There are also broadcast-based solutions that are geared toward the home viewer. In Taiwan’s Chinese Professional Baseball League, cardboard cutouts of fans are currently used in the stands. Davies said that a similar practice is under consideration in the Bundesliga. Fans would purchase the ability to send in their photo and have a cardboard cutout in the stands, so they can say they virtually attended the match.

“An empty stadium is something that I don’t think anyone likes to see whether or not we were in the post-COVID world or not,” Davies said. 

Using mixed reality, The Famous Group can put virtual fans into the seats to make the stands look packed. The complication is that from a distance, they look real, but as you move closer, the digital characters look odd.
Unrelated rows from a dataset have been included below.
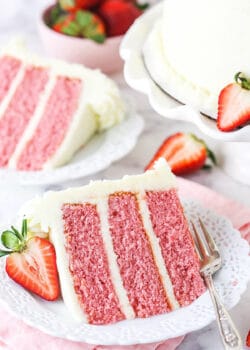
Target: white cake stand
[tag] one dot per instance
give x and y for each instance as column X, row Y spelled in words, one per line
column 235, row 146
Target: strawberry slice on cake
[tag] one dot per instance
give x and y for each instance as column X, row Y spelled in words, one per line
column 123, row 247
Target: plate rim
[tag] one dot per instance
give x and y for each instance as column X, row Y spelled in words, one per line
column 120, row 341
column 138, row 77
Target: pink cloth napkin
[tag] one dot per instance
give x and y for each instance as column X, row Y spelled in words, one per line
column 14, row 334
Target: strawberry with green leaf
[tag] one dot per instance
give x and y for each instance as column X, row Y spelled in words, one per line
column 82, row 24
column 234, row 104
column 118, row 15
column 184, row 153
column 31, row 262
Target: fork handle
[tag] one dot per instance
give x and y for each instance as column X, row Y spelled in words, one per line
column 229, row 334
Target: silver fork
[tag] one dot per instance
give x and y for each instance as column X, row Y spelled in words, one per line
column 210, row 262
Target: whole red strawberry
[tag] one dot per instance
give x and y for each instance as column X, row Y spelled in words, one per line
column 74, row 5
column 31, row 262
column 234, row 104
column 184, row 153
column 118, row 15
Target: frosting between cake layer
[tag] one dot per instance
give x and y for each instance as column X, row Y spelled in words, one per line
column 46, row 212
column 112, row 257
column 100, row 106
column 128, row 239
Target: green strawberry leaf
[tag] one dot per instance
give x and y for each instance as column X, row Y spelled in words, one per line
column 71, row 29
column 98, row 38
column 67, row 3
column 10, row 240
column 83, row 18
column 24, row 228
column 4, row 253
column 16, row 233
column 211, row 156
column 54, row 14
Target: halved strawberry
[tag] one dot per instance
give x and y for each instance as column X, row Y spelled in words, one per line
column 248, row 339
column 184, row 153
column 31, row 262
column 118, row 15
column 81, row 23
column 234, row 104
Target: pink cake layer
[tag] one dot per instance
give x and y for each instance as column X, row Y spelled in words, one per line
column 171, row 228
column 140, row 276
column 89, row 264
column 53, row 125
column 9, row 68
column 20, row 110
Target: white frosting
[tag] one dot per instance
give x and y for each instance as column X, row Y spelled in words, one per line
column 46, row 211
column 204, row 43
column 171, row 81
column 100, row 106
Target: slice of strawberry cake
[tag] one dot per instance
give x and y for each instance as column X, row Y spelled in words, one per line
column 49, row 109
column 123, row 247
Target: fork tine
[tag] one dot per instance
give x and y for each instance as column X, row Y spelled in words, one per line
column 209, row 239
column 199, row 243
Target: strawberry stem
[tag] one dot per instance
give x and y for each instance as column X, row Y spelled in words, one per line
column 14, row 240
column 210, row 154
column 242, row 80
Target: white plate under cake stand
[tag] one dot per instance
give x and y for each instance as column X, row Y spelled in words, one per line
column 235, row 146
column 231, row 282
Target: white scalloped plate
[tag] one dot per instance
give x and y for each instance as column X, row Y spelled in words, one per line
column 98, row 154
column 231, row 281
column 139, row 78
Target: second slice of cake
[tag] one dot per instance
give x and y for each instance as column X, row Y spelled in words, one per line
column 123, row 247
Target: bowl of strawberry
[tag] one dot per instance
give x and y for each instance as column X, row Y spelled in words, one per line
column 88, row 32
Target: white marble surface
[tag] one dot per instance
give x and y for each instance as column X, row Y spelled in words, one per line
column 18, row 17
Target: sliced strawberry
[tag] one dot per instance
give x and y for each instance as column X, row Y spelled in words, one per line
column 118, row 15
column 248, row 339
column 234, row 104
column 184, row 153
column 31, row 263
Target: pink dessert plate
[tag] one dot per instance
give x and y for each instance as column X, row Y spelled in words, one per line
column 231, row 281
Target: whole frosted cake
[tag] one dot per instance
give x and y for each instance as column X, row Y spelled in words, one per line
column 200, row 45
column 123, row 247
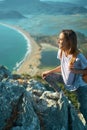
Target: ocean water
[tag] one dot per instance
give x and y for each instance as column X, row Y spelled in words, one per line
column 13, row 48
column 45, row 24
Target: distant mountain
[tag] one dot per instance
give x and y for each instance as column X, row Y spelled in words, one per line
column 38, row 7
column 11, row 15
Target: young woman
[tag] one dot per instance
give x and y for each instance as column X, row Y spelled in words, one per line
column 73, row 66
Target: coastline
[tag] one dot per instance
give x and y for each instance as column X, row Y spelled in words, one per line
column 31, row 61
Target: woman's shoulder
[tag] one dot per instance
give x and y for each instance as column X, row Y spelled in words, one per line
column 81, row 55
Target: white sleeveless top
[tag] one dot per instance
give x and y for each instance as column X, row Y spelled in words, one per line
column 72, row 81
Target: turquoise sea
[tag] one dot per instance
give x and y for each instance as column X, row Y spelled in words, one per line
column 13, row 47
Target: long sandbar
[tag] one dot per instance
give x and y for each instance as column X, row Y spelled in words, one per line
column 32, row 59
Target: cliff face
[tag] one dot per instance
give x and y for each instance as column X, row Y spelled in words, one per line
column 26, row 104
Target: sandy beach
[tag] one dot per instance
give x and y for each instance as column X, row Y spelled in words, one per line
column 31, row 63
column 32, row 60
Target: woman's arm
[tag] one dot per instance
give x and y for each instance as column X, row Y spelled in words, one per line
column 77, row 71
column 55, row 70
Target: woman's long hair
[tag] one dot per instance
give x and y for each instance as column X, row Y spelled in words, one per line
column 71, row 38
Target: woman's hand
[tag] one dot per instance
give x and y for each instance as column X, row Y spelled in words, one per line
column 44, row 74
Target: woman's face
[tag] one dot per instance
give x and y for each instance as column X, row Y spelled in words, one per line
column 62, row 43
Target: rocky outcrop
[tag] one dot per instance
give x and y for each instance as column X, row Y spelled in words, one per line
column 27, row 104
One of the ideas the company has talked to leagues about is not to implement a digitized crowd but instead, to cover up the seats with virtual signage. 

Another option being discussed is to make it appear as if those seats aren’t even there, Slusser said. He stressed that when sports return, likely in fanless venues initially, the home viewing audience will still see empty seats in venues. 

“I don’t think everyone can afford to cover up all the seats all the time [virtually],” he said. “It’s expensive. But every team and league will need a solution on how to bring fans into the stadium. … The most important thing is that the fan feels like they are there. If they feel like their voice, their presence and their face are in that venue, then you win. All the rest is icing.”